The authenticity of the moulage makeup is important.
“If you walk into a room and you say, ‘Hey, learner, the person in the room has a bruise on their face,’ saying that versus that learner walking into the room and actually seeing a bruise on the person’s face has a totally different impact on that learner,” Lannen says. “If they walk in and they see a bruise, their brain processes it. They believe it, and they can treat it in a way that feels natural to them rather than trying to remember fake symptoms.”
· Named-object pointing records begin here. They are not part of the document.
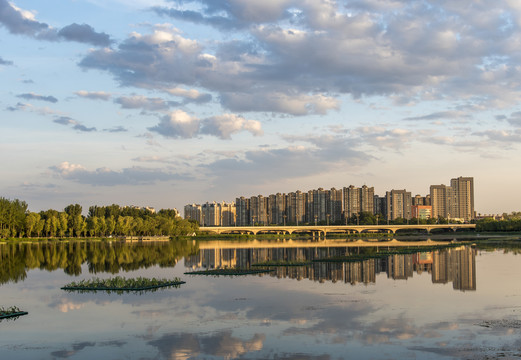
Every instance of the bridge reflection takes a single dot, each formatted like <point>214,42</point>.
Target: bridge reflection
<point>450,265</point>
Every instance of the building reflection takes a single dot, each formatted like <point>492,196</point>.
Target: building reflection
<point>451,265</point>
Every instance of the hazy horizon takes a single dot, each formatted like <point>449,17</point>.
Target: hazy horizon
<point>163,103</point>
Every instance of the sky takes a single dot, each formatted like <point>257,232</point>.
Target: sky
<point>164,103</point>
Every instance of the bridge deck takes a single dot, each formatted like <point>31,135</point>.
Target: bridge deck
<point>323,230</point>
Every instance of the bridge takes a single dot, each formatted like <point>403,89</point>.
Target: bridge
<point>323,230</point>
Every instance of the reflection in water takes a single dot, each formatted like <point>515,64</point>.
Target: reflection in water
<point>456,265</point>
<point>258,317</point>
<point>111,257</point>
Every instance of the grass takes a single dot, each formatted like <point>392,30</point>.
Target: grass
<point>12,312</point>
<point>120,284</point>
<point>227,272</point>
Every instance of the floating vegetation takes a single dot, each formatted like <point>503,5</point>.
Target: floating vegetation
<point>228,272</point>
<point>11,313</point>
<point>386,253</point>
<point>120,284</point>
<point>284,263</point>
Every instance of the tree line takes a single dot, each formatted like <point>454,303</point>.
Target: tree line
<point>101,221</point>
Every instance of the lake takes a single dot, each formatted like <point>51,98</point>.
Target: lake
<point>461,302</point>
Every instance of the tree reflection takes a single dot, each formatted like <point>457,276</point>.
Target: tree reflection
<point>110,257</point>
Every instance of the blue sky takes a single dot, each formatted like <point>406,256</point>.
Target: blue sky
<point>164,103</point>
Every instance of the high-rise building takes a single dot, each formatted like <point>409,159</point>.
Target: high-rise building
<point>463,198</point>
<point>258,210</point>
<point>276,208</point>
<point>296,207</point>
<point>193,212</point>
<point>357,200</point>
<point>335,205</point>
<point>423,212</point>
<point>398,204</point>
<point>242,207</point>
<point>441,196</point>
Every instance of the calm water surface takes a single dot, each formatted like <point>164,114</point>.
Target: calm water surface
<point>462,303</point>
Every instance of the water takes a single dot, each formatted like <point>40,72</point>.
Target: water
<point>463,303</point>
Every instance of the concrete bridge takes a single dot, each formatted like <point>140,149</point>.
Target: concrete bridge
<point>322,230</point>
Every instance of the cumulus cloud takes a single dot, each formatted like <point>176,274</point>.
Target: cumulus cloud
<point>442,115</point>
<point>23,22</point>
<point>165,58</point>
<point>180,124</point>
<point>514,119</point>
<point>85,34</point>
<point>65,120</point>
<point>190,95</point>
<point>107,177</point>
<point>299,104</point>
<point>297,56</point>
<point>33,96</point>
<point>19,106</point>
<point>225,125</point>
<point>94,95</point>
<point>116,129</point>
<point>5,62</point>
<point>506,137</point>
<point>28,107</point>
<point>326,152</point>
<point>143,102</point>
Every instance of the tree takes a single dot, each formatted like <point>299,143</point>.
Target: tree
<point>31,220</point>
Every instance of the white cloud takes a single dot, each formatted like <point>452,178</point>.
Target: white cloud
<point>179,124</point>
<point>94,95</point>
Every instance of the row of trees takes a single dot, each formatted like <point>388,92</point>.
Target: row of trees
<point>104,221</point>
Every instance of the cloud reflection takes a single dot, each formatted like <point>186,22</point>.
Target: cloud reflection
<point>223,344</point>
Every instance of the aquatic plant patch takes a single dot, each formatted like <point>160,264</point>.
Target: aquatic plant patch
<point>229,272</point>
<point>119,283</point>
<point>386,253</point>
<point>283,263</point>
<point>12,312</point>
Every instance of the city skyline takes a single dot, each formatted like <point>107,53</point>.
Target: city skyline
<point>335,206</point>
<point>161,103</point>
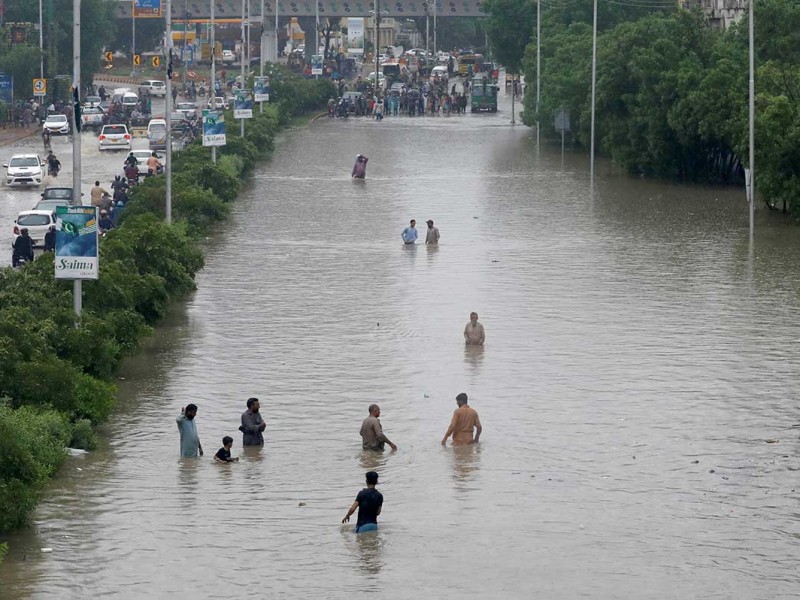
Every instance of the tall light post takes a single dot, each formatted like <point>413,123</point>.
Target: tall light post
<point>594,83</point>
<point>751,122</point>
<point>77,289</point>
<point>168,110</point>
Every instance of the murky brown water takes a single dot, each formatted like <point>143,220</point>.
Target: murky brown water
<point>638,356</point>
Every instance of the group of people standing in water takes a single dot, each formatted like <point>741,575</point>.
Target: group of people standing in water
<point>465,429</point>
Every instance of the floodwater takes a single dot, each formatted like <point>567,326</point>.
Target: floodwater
<point>637,390</point>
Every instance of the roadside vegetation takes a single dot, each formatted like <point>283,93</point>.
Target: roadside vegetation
<point>56,381</point>
<point>672,91</point>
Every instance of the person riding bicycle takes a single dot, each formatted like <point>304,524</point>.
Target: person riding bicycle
<point>53,164</point>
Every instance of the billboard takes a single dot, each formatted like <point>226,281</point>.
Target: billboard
<point>6,88</point>
<point>76,242</point>
<point>261,89</point>
<point>242,104</point>
<point>355,35</point>
<point>144,9</point>
<point>213,128</point>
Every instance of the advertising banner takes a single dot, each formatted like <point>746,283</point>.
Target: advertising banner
<point>261,89</point>
<point>316,64</point>
<point>213,128</point>
<point>355,35</point>
<point>146,9</point>
<point>6,88</point>
<point>243,104</point>
<point>76,242</point>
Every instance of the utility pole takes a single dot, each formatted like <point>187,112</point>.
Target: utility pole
<point>539,65</point>
<point>77,289</point>
<point>751,123</point>
<point>168,110</point>
<point>594,83</point>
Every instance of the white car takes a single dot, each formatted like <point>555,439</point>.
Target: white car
<point>24,169</point>
<point>115,137</point>
<point>56,124</point>
<point>154,87</point>
<point>216,103</point>
<point>37,222</point>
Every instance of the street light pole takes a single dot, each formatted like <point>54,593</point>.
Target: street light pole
<point>752,121</point>
<point>168,115</point>
<point>77,289</point>
<point>538,64</point>
<point>594,83</point>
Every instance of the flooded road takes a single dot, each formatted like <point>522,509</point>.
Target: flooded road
<point>637,390</point>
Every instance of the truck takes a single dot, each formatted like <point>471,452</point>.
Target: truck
<point>483,95</point>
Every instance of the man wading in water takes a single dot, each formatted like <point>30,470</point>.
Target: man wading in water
<point>369,503</point>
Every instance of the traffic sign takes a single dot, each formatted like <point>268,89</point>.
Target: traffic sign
<point>39,87</point>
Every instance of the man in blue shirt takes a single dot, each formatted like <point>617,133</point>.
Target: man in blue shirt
<point>190,441</point>
<point>409,234</point>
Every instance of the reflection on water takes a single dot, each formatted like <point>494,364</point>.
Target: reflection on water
<point>639,356</point>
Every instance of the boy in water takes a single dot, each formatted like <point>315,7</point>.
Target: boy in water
<point>224,453</point>
<point>369,503</point>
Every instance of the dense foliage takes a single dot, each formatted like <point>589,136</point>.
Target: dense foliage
<point>56,379</point>
<point>672,92</point>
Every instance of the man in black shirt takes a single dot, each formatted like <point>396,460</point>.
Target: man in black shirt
<point>369,503</point>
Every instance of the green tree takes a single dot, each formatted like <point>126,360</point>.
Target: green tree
<point>510,29</point>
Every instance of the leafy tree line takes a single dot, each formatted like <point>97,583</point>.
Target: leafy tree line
<point>672,92</point>
<point>56,380</point>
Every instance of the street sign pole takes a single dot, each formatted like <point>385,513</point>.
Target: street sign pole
<point>77,291</point>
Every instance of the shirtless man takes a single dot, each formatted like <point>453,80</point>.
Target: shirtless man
<point>465,419</point>
<point>474,335</point>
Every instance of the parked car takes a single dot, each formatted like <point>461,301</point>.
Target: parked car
<point>56,124</point>
<point>92,117</point>
<point>154,87</point>
<point>157,134</point>
<point>37,222</point>
<point>114,137</point>
<point>188,109</point>
<point>24,169</point>
<point>59,193</point>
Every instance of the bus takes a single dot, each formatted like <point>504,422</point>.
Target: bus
<point>483,95</point>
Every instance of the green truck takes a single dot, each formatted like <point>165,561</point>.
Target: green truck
<point>483,96</point>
“One of the cool things that I’ve made that really grosses people out is what we call ‘pus pockets.’ And, so, it’s a single piece of Bubble Wrap (and) a single bubble from large Bubble Wrap. We pull the air out of it, and we fill it with a mixture of lotion, yellow food coloring and a little bit of water. And we inject that into that bubble. And then we put it under a piece of fake skin. And so the learners can incise the skin. They can squeeze and drain the cyst. And they can actually remove the cyst wall because the bubble stays in there. But it’s really funny because I know it’s lotion, but the learners don’t. And, so, it’s one of those things that makes me laugh because it really grosses people out.”
These realistic medical simulations play a vital part in training health care providers.
“I have a lot of fun with it because I know that I’m directly impacting patients through all of the learners that come to the Sim Center,” Lannen says. “So I’m not treating patients, but I’m helping their treatment get better by doing what I do in Sim.”